Oil prices faced a lot of heat last week as they reached two-month lows last Thursday, mostly because of negative sentiments associated with weak Asian demand, a consistent increase in the number of U.S. oil rigs, and the continuing U.S. gasoline glut. However, oil rose again during the early trading hours of Tuesday, with WTI and Brent trading at $46.85 and $48.46, respectively, at the time of writing this article. Let us now look at the current market factors that may increase oil prices in short term.
Beijing's Claim to South China Sea Rejected
In a major setback for China, an international tribunal has ruled that the country cannot legally claim its economic and historical rights over the South China Sea. This case, which was brought forward by the Philippines, can have major geopolitical ramifications. Through its "nine- dash line" principle, China has claimed its rights on maritime territories that are actually lying within the economic zones of neighboring countries, like Vietnam.

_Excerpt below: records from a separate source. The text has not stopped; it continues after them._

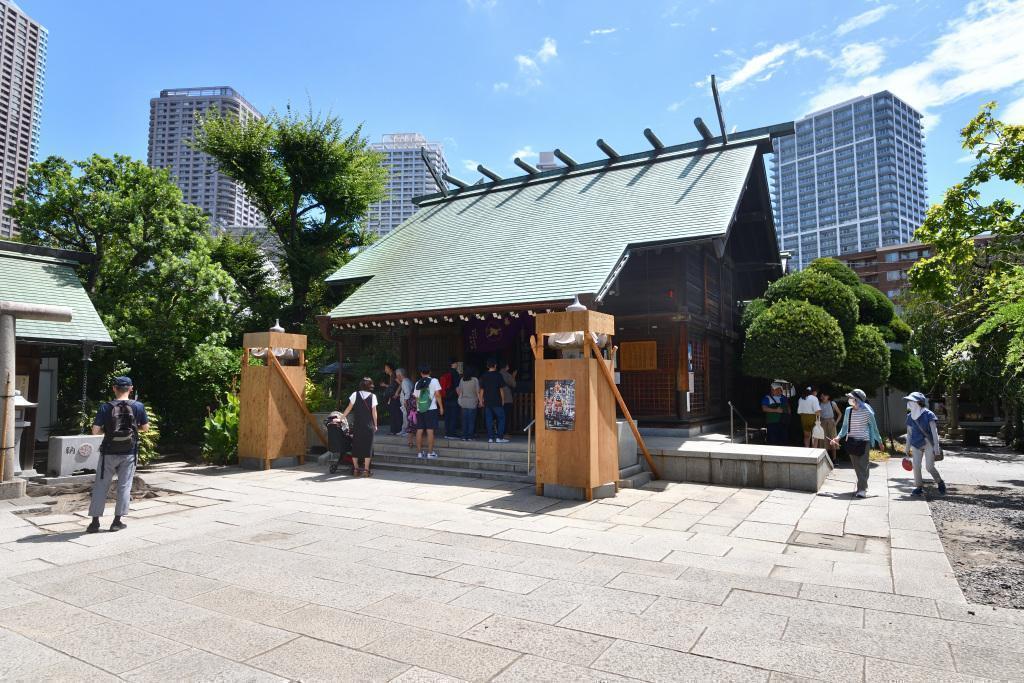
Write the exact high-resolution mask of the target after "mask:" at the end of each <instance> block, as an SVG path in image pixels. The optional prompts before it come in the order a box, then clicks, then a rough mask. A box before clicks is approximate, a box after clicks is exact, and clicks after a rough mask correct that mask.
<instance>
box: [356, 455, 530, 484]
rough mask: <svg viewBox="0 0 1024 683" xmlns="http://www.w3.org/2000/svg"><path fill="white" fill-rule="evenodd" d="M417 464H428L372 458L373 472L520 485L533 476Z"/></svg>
mask: <svg viewBox="0 0 1024 683" xmlns="http://www.w3.org/2000/svg"><path fill="white" fill-rule="evenodd" d="M414 461H416V462H417V463H428V464H417V465H413V464H407V463H389V462H380V461H379V460H378V459H377V458H374V462H373V469H375V470H392V471H398V472H411V473H415V474H436V475H437V476H450V477H451V476H458V477H470V478H475V479H493V480H495V481H517V482H521V483H534V475H531V474H524V473H518V472H493V471H489V470H474V469H466V468H462V467H444V466H443V465H441V466H437V465H435V463H436V462H437V461H435V460H416V459H415V458H414Z"/></svg>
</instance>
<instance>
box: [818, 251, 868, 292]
mask: <svg viewBox="0 0 1024 683" xmlns="http://www.w3.org/2000/svg"><path fill="white" fill-rule="evenodd" d="M807 269H808V270H814V271H815V272H822V273H824V274H826V275H831V276H833V278H835V279H836V280H838V281H839V282H841V283H843V284H844V285H846V286H847V287H853V288H857V287H860V278H858V276H857V273H856V272H854V271H853V268H851V267H850V266H848V265H847V264H846V263H843V262H842V261H840V260H839V259H836V258H831V257H830V256H822V257H821V258H816V259H814V260H813V261H811V262H810V263H808V264H807Z"/></svg>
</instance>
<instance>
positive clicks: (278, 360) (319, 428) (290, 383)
mask: <svg viewBox="0 0 1024 683" xmlns="http://www.w3.org/2000/svg"><path fill="white" fill-rule="evenodd" d="M266 357H268V358H270V365H271V366H272V367H273V369H274V370H275V371H276V373H278V377H280V378H281V381H282V382H284V383H285V386H286V387H288V391H289V393H291V394H292V398H294V399H295V402H296V403H298V404H299V408H300V409H302V414H303V415H304V416H306V420H308V421H309V424H310V425H312V428H313V431H314V432H315V433H316V438H318V439H319V440H321V443H323V444H324V446H325V447H327V435H325V434H324V430H323V429H321V426H319V425H318V424H316V418H314V417H313V414H312V413H310V412H309V411H308V410H307V409H306V401H304V400H302V396H300V395H299V392H298V391H296V390H295V387H293V386H292V383H291V382H289V381H288V375H286V374H285V369H284V368H282V367H281V361H280V360H278V356H275V355H274V354H273V352H272V351H270V350H268V351H267V354H266ZM305 462H306V457H305V454H303V455H301V456H299V463H300V464H305Z"/></svg>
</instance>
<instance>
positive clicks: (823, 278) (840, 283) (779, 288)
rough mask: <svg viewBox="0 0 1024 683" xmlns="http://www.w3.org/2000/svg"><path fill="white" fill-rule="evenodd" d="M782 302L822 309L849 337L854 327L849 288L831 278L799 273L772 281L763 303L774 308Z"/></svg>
mask: <svg viewBox="0 0 1024 683" xmlns="http://www.w3.org/2000/svg"><path fill="white" fill-rule="evenodd" d="M783 299H795V300H798V301H807V302H808V303H812V304H814V305H816V306H820V307H821V308H824V309H825V311H826V312H827V313H828V314H829V315H831V316H833V317H835V318H836V322H837V323H839V327H840V329H841V330H843V332H844V333H845V334H851V333H852V332H853V330H854V328H855V327H856V325H857V316H858V308H857V298H856V297H855V296H854V294H853V291H852V289H851V288H849V287H846V286H845V285H843V283H841V282H840V281H838V280H836V279H835V278H833V276H831V275H826V274H824V273H821V272H818V271H815V270H801V271H799V272H794V273H791V274H788V275H785V276H784V278H781V279H779V280H776V281H775V282H774V283H772V284H771V285H770V286H769V287H768V291H767V292H766V293H765V300H766V301H767V302H768V303H771V304H774V303H777V302H779V301H782V300H783Z"/></svg>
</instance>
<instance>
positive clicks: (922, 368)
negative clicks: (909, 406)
mask: <svg viewBox="0 0 1024 683" xmlns="http://www.w3.org/2000/svg"><path fill="white" fill-rule="evenodd" d="M889 353H890V359H889V365H890V370H889V386H891V387H895V388H897V389H900V390H901V391H921V388H922V387H923V386H925V364H923V362H922V361H921V358H919V357H918V356H915V355H913V354H912V353H907V352H906V351H890V352H889Z"/></svg>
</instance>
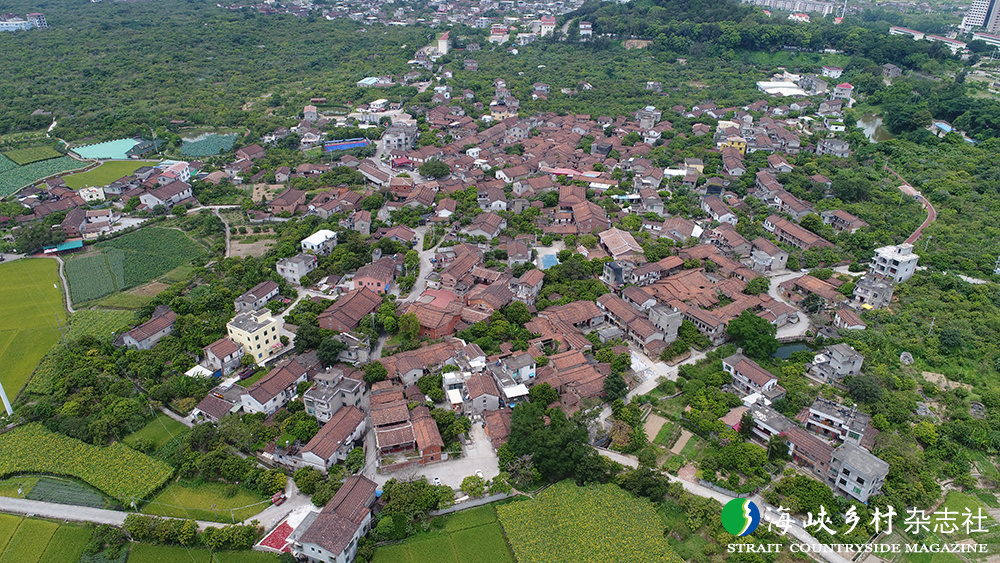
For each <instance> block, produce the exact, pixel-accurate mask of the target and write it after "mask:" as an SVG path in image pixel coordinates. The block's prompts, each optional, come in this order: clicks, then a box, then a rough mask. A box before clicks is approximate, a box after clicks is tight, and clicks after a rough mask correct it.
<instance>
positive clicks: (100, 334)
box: [66, 309, 135, 340]
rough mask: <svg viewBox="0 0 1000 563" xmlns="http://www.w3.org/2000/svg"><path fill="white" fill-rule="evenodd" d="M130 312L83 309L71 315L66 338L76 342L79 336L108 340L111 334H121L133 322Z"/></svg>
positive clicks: (99, 309)
mask: <svg viewBox="0 0 1000 563" xmlns="http://www.w3.org/2000/svg"><path fill="white" fill-rule="evenodd" d="M134 317H135V313H133V312H132V311H117V310H106V309H84V310H82V311H77V312H76V313H73V316H72V317H70V319H69V332H68V333H67V334H66V338H68V339H69V340H77V339H79V338H80V337H81V336H96V337H98V338H110V337H111V332H112V331H114V332H116V333H118V332H121V331H122V329H124V328H126V327H128V326H129V324H131V323H132V321H133V320H134Z"/></svg>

Although China has outright rejected the tribunal's decision, this development is significant, because it has the potential to further increase regional tensions. One of the biggest reasons the country wants to control the South China Sea: its vast natural gas deposits. This development is indeed bullish for oil prices.
Image Source: Graphic News
Nigeria's oil production
In my previous article, I had explained how markets remain uncertain over Nigeria's future oil production levels. In spite of a ceasefire with the Nigerian government, militant group Niger Delta Avengers attacked Chevron's (NYSE:CVX) pipeline system on July 06. Then, Niger Delta Avengers claimed on July 11 they had blown up the Qua Iboe oil export pipeline belonging to Exxon Mobil Corp. (NYSE:XOM). It must be noted that Qua Iboe is Nigeria's biggest crude oil stream, with crude oil export capacity standing at around 300,000 barrels per day. Although Exxon Mobil has denied any such attack took place, the negative speculations resulting from such developments (and any attacks by Nigeria's militants in the future) will help push the prices up.
Bullish Crude Oil Inventory Data
We have seen how markets have started reacting to the crude oil inventory data released by the API and EIA. Although it is true that these data may be somewhat unreliable, their reports are eagerly awaited by the markets. Last week, we saw oil prices increase when API reported a 6.7 million barrel decrease in U.S. crude oil inventory, and oil prices slid again when EIA reported a decrease of only 2.2 million barrels in U.S. crude oil inventory. As API is about to release its crude oil inventory data, I will not be surprised if it reports another "significant" decline in U.S. crude oil inventories, and if the prices again move up on this news.
Looking at all the current factors, I can say that oil (USO) has a good chance at some short-term gains ahead. Even any weakness in the U.S. dollar will support oil prices. However, the biggest factor that can support oil prices in the long term is strong demand from India and China. With all the hype and speculation focused around China's Strategic Petroleum Reserves (SPR), I am sure India's oil demand growth will increase further once its monsoon season is over - there is always a decline in vehicle sales growth during this period in India.